Transcribo
un valioso fragmento de una carta de León Bloy que contiene, en cierto modo, la
propia apología de su misión como escritor y del estilo enérgico y hasta
lacerante que necesariamente debe acompañarla. Es la respuesta a un hombre que
le confiesa admiración y le ha hecho llegar un generoso socorro económico; pero
a la vez parece sugerirle que por la vía de la mesura su onda benéfica podría expandirse
más y prestarle alivio frente a tantas penalidades que rondan su vida. Sin
embargo, este hombre de fe radical no puede renunciar a la fuerza profética de
su pluma. Es el precio de escribir para el Absoluto. «Mi ira es la
efervescencia de mi piedad», suele decir a sus amigos. En nuestros días, cuando
un vago sentimentalismo carente de peso doctrinal invade tantas cabezas y
corazones, la lectura de los escritos de Bloy resulta altamente reconfortante.
* * *
«Me juzga usted humanamente, sin advertir que estoy, precisamente, fuera de todos los puntos de vista humanos y que en eso consiste mi fuerza, mi única fuerza. La verdad neta y que brilla en todos mis libros, es que yo escribo sólo para Dios. Deplora usted que me haya colocado en una situación en que no puedo hacer todo el bien que habría el derecho de esperar de mí. Pero, ¿qué sabe usted de mí? Me habla usted de las enseñanzas del cristianismo y estamos de acuerdo. Hay algo que la Iglesia ha predicado siempre y que es la doctrina de todos los santos sin excepción: importa más la salvación de una sola alma que el sustento material de cien mil pobres. Esto no está definido en dogma, pero está a tal punto unido a la Doctrina esencial, a la Palabra de Dios, que es imposible ser cristiano si se lo pone en duda.

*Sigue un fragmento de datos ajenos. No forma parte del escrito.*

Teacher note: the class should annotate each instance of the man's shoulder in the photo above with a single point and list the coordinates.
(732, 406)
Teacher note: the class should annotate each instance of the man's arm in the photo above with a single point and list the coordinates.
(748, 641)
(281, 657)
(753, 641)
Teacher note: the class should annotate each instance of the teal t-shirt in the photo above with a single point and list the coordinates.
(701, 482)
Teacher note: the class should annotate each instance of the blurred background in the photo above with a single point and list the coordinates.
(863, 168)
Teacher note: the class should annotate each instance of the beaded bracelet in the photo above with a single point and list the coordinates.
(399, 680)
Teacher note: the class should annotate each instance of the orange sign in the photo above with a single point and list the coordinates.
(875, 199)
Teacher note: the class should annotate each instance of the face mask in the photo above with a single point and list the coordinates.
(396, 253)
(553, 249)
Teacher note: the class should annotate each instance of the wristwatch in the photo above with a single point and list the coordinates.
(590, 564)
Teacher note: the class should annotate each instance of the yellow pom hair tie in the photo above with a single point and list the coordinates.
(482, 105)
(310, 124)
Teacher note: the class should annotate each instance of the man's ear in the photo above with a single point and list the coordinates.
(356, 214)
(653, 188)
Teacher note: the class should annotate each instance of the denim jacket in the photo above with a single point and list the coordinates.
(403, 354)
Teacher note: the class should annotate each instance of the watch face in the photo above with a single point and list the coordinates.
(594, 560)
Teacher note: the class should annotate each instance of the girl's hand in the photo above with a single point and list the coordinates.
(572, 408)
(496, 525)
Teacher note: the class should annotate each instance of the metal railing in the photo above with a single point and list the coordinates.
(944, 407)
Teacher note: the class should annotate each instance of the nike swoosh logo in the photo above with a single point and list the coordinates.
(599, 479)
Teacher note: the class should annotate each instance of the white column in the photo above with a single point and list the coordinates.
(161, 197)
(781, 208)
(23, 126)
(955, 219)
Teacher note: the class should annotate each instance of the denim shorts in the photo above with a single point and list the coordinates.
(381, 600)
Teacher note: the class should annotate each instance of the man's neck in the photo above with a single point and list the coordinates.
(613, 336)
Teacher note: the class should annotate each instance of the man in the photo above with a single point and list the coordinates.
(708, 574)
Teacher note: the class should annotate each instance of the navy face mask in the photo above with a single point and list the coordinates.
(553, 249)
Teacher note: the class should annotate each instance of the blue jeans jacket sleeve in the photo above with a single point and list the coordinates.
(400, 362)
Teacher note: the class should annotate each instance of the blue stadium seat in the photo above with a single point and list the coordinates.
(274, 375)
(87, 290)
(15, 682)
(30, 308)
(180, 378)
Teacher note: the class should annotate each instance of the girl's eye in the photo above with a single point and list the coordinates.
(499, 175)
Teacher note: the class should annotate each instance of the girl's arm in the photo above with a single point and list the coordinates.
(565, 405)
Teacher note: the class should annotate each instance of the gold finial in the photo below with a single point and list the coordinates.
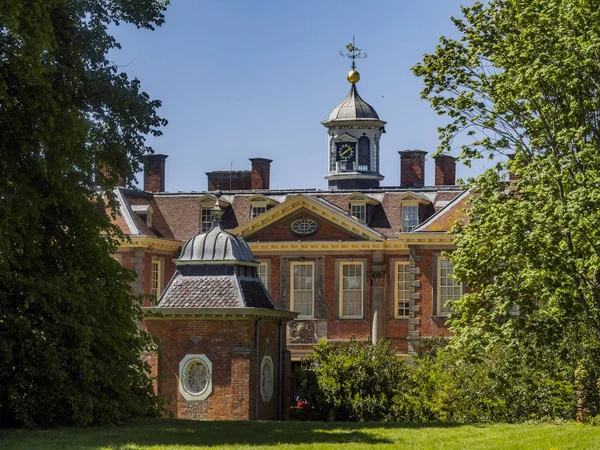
(353, 53)
(353, 76)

Y bien, ¿no es infinitamente alentador suponer, si me ha sido acordado el don de escribir, que tengo sobre todo la misión de influir sobre las almas? Semejante misión es seguramente harto extraña al espíritu del mundo, de ese mundo que considera las almas como menos que nada y por el cual ha dicho Jesús que él no rogaba (non pro mundo rogo). Pero usted, que vive en ese mundo infame como un extraño, puesto que ha dado lo mejor de su esfuerzo a una causa que el menosprecia, no puede ni debe dejar de comprenderme.
He aquí que por segunda vez formula reproches a la Edad Media, como si usted mismo no perteneciera a esa época que ha sido la más bella del mundo después de los tiempos apostólicos. ¡Una época en que se creía, en que se amaba hasta morir, en que se tenía fe hasta en medio de los suplicios, en que se llegaba al sacrificio total, en que el Cuerpo y la Sangre de Cristo estaban antes que todas las cosas! ¿De cuál sino de esa época es o cree ser usted, que por amor a un mísero Príncipe, renegado de todo el mundo, da su dinero a un artista proscrito y desdeñado por la multitud, a quien apenas conoce? No lo tome usted a mal, pero sin saberlo y a su manera es usted simplemente uno de aquellos que se lanzaban a la conquista del Santo Sepulcro, y Dios, que “reconoce a los suyos” sabrá reconocerlo.
Dice usted o cree decir, que no “siempre es conveniente publicar ciertas verdades”. ¡Curiosas verdades las que conviene a veces ocultar! Por mi parte, me atengo al praedicate super tecta del Evangelio, y me haría quemar a fuego lento antes de callar una verdad.
Volviendo al bien que pude haber hecho, ¿le parece a usted nada haber arrancado a no pocas almas de las garras de Lutero, haber dado sacerdotes a la Iglesia y esposas a Cristo, haber consolado y puesto en gracia de Dios a agonizantes y haber sufrido por todo ello voluntarios tormentos?
Pero no me compadezca usted. Si mi vida hubiera sido otra, si hubiese sido un prudente, un mesurado, ¿qué hubiera sido de mí hoy? Seguramente ganaría mucho dinero y tendría la admiración de los señores periodistas; pero ¿cómo habría usted podido conocerme, identificarme entre la multitud de esa especie y qué razón hubiera tenido para estimarme? ...» (León Bloy, Mi Diario, Buenos Aires 1947, p. 54).